Fragment size density estimator for shrinkage-induced fracture based on a physics-informed neural network

TL;DR

This paper introduces a physics-informed neural network that efficiently estimates fragment size density functions for shrinkage-induced fracture, reducing computational costs while maintaining high accuracy.

Contribution

It develops a neural network-based solver for an integro-differential equation modeling fragmentation, enabling direct density estimation without traditional numerical methods.

Findings

The method achieves high accuracy comparable to finite difference schemes.

It significantly reduces computational costs in Monte Carlo simulations.

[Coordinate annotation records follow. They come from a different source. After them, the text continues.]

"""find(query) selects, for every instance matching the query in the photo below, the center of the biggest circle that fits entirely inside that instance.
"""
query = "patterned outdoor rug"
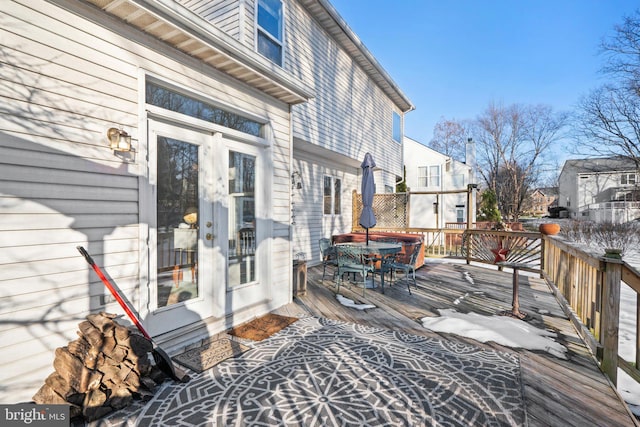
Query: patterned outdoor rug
(202, 358)
(262, 327)
(319, 372)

Validation confirms the model's predictive reliability.

Abstract

This paper presents a neural network (NN)-based solver for an integro-differential equation that models shrinkage-induced fragmentation. The proposed method directly maps input parameters to the corresponding probability density function without numerically solving the governing equation, thereby significantly reducing computational costs. Specifically, it enables efficient evaluation of the density function in Monte Carlo simulations while maintaining accuracy comparable to or even exceeding that of conventional finite difference schemes. Validatation on synthetic data demonstrates both the method's computational efficiency and predictive reliability. This study establishes a foundation for the data-driven inverse analysis of fragmentation and suggests the potential for extending the framework beyond pre-specified model structures.